What about the USVI? The USVI and the BVI are intimately interconnected, and it is implausible that the corruption that pervades the BVI would not also be a serious problem in the USVI. Every day, ferries between the USVI and BVI run hundreds of people between the islands—as well as cash and contraband. Many families have relatives in both territories, and it is common for even high-profile USVI officials to have “belonger” citizenship and property in the BVI, and vice versa. Given the permeability of cash and people between the two territories, it would not be unreasonable to assume that if one half of the Virgin Islands is embarking on a multi-year anticorruption endeavor, the other half would want to move in tandem. After all, as one USVI journalist put it—after noting that the BVI probe was prompted by concerns over “[w]rongful spending of public funds, … [m]ismanagement of public projects… [c]onflicts of interest and lack of fair and open competition for government contracts… [and p]olitical interference and coercion of public officials to circumvent protocols”— “for all who have eyes to see and ears to hear, is there any reason to believe that such allegations would not be true [in the USVI] as well?”
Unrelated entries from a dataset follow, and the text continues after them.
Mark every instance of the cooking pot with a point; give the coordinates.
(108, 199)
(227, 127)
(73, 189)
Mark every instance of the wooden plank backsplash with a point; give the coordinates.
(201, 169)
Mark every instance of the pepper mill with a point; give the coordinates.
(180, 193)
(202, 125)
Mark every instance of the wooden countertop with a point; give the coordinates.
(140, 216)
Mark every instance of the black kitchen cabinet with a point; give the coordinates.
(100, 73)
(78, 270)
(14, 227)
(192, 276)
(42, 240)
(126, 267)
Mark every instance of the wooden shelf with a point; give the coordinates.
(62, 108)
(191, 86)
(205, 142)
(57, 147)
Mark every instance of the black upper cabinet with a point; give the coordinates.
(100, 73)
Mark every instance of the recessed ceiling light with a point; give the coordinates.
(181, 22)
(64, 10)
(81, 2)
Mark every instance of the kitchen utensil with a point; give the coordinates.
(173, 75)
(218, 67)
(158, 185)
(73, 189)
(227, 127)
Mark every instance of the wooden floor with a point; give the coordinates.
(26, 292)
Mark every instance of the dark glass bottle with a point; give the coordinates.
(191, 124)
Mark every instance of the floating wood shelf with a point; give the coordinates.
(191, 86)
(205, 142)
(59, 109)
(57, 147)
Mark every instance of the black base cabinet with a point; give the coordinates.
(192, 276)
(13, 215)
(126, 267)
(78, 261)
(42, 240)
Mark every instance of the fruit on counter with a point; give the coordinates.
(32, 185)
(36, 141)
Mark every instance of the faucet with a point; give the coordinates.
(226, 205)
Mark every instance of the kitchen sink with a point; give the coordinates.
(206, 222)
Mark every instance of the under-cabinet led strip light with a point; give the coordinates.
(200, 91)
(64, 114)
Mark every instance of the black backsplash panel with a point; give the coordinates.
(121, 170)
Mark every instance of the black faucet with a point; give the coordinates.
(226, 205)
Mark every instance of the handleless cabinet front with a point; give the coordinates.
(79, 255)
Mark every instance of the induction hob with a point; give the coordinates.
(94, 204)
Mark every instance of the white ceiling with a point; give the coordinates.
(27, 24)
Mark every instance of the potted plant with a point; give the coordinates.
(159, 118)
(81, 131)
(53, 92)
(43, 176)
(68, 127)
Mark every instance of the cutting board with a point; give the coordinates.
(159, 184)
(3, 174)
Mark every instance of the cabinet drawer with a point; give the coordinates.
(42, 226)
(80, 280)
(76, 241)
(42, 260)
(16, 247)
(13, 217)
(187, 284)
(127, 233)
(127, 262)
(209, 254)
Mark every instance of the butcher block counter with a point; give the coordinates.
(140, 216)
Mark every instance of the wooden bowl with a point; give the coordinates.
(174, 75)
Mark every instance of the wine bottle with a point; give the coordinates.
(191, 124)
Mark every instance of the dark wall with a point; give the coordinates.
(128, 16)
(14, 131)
Yet there has not yet been any comparable investigation into USVI corruption, and no such investigation seems to be forthcoming. In fact, the United States seems rather uninterested in pursuing an anticorruption agenda in USVI. There have been occasional exceptions. In 2018, for instance, the US Justice Department convicted a former senator for the USVI for embezzling roughly $70,000. But usually the issue receives little attention. The USVI Inspector General and Attorney General are routinely denied funds to investigate corruption. And despite public calls since at least 2015, USVI remains the only US state or territory that doesn’t have an ethics commission.
The USVI government could take mitigating steps on its own, of course. Funds should be approved for anticorruption investigations. An ethics commission should be established (notwithstanding some reasonable questions about the efficacy of such commissions – see here and here). But it’s probably not realistic to expect that the local USVI government will take significant action on this issue without external prompting. Part of the problem is that the USVI, like most other Caribbean islands, has a small and relatively insular population (just over 106,000 people). As one study observed, when discussing the nearby island of Sint Maarten, “[t]he fact that everyone knows each other incentivizes ‘looking the other way’ in response to potential red flags.” The US federal government therefore needs to take the lead in investigating corruption in the USVI.
As the first step, the USVI’s U.S. Attorney’s office—the regional head of the federal Justice Department, which has the authority to investigate and prosecute all white collar and public sector corruption crime in the USVI—should follow the BVI’s example by initiating a top-down investigation into the USVI’s corruption problems. The BVI’s report in April could provide enlightening information and useful groundwork for such an USVI investigation. Further, this could be a politically expedient moment for such an investigation. The Biden administration recently nominated Delia Smith, a USVI native and experienced federal prosecutor, to the currently vacant post of U.S. Attorney for the USVI. If confirmed, Ms. Smith would be well positioned to lead the efforts to uncover and clean up corruption in the USVI. Following the BVI’s lead, she can and should make it a priority.